Lutosus

Scientific classification
- Kingdom: Animalia
- Phylum: Arthropoda
- Subphylum: Chelicerata
- Class: Arachnida
- Order: Araneae
- Infraorder: Araneomorphae
- Family: Linyphiidae
- Genus: Lutosus Irfan, Zhang & Peng, 2022
- Species: L. projectus
- Binomial name: Lutosus projectus Irfan, Zhang & Peng, 2022
- Synonyms: Lutosus projectis Irfan, Zhang & Peng, 2022 ;

= Lutosus =

- Authority: Irfan, Zhang & Peng, 2022
- Parent authority: Irfan, Zhang & Peng, 2022

Species of spider

Lutosus is a monotypic genus of spiders in the family Linyphiidae containing the single species, Lutosus projectus.

==Distribution==
Lutosus projectus is endemic to Yunnan Province of China.

==Life style==
The males were sampled from forest understory on slopes between 2,200 m and 2,900 m altitude.
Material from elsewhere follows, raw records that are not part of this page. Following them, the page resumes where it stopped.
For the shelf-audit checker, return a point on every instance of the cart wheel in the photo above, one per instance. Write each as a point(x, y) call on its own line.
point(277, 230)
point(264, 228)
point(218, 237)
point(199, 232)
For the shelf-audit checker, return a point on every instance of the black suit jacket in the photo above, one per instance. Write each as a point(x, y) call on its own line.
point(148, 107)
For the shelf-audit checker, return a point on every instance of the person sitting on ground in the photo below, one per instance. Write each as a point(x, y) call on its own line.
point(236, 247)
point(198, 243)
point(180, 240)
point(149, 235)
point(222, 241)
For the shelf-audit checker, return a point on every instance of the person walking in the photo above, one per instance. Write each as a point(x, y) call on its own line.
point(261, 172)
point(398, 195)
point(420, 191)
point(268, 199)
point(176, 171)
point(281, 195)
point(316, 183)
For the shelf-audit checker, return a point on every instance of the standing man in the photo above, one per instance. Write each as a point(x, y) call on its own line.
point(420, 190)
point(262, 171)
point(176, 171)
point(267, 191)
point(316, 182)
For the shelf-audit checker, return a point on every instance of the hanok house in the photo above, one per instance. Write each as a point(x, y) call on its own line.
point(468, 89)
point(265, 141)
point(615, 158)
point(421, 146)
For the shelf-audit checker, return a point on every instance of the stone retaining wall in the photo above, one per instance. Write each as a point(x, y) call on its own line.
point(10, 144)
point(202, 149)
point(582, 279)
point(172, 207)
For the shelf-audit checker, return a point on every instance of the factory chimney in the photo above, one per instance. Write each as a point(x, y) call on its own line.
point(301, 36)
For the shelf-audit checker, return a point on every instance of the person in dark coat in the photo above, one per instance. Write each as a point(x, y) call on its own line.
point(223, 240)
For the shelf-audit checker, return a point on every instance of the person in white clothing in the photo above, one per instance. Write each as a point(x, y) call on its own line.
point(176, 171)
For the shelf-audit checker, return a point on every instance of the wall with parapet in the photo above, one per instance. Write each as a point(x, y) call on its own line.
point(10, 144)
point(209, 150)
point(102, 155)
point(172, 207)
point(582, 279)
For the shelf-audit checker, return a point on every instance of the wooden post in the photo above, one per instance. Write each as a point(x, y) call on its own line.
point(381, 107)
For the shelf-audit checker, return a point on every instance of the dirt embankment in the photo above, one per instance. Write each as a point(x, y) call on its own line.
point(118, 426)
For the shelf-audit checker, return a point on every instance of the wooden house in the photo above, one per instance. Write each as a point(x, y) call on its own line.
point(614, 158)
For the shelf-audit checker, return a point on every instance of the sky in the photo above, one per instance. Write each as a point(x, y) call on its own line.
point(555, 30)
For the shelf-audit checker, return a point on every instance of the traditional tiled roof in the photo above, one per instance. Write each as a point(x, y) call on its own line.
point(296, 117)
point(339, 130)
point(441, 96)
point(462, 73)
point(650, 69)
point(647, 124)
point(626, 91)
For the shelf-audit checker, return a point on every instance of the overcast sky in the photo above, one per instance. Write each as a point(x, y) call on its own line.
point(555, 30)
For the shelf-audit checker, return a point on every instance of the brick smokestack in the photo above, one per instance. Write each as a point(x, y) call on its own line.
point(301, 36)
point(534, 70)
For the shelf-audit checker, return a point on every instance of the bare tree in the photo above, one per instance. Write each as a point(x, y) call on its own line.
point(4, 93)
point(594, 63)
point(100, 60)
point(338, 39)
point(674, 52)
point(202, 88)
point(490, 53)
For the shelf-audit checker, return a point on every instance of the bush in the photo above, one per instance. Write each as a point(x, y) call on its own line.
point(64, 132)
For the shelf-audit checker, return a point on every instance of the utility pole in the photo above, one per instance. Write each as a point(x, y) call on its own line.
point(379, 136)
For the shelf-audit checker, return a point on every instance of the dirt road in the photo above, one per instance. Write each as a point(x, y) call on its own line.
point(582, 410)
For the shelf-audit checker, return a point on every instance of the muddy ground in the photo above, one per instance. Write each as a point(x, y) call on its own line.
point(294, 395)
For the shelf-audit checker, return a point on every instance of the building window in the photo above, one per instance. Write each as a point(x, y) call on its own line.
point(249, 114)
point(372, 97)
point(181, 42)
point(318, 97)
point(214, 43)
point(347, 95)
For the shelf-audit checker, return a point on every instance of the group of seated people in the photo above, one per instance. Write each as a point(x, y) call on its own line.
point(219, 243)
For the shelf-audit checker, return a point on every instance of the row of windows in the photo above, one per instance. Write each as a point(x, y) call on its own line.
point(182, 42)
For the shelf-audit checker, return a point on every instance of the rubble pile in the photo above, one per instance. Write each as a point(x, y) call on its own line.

The female has not been described.

==Etymology==

The genus name is from Latin lutosus "muddy" (according to the authors "thick"), referring to the thick spine on the patella of the male palp.

The specific name (misspelled "projectis" in the original publication) is Latin for "projected", and refers to the distal arm of the paracymbium with four projections in the male palp.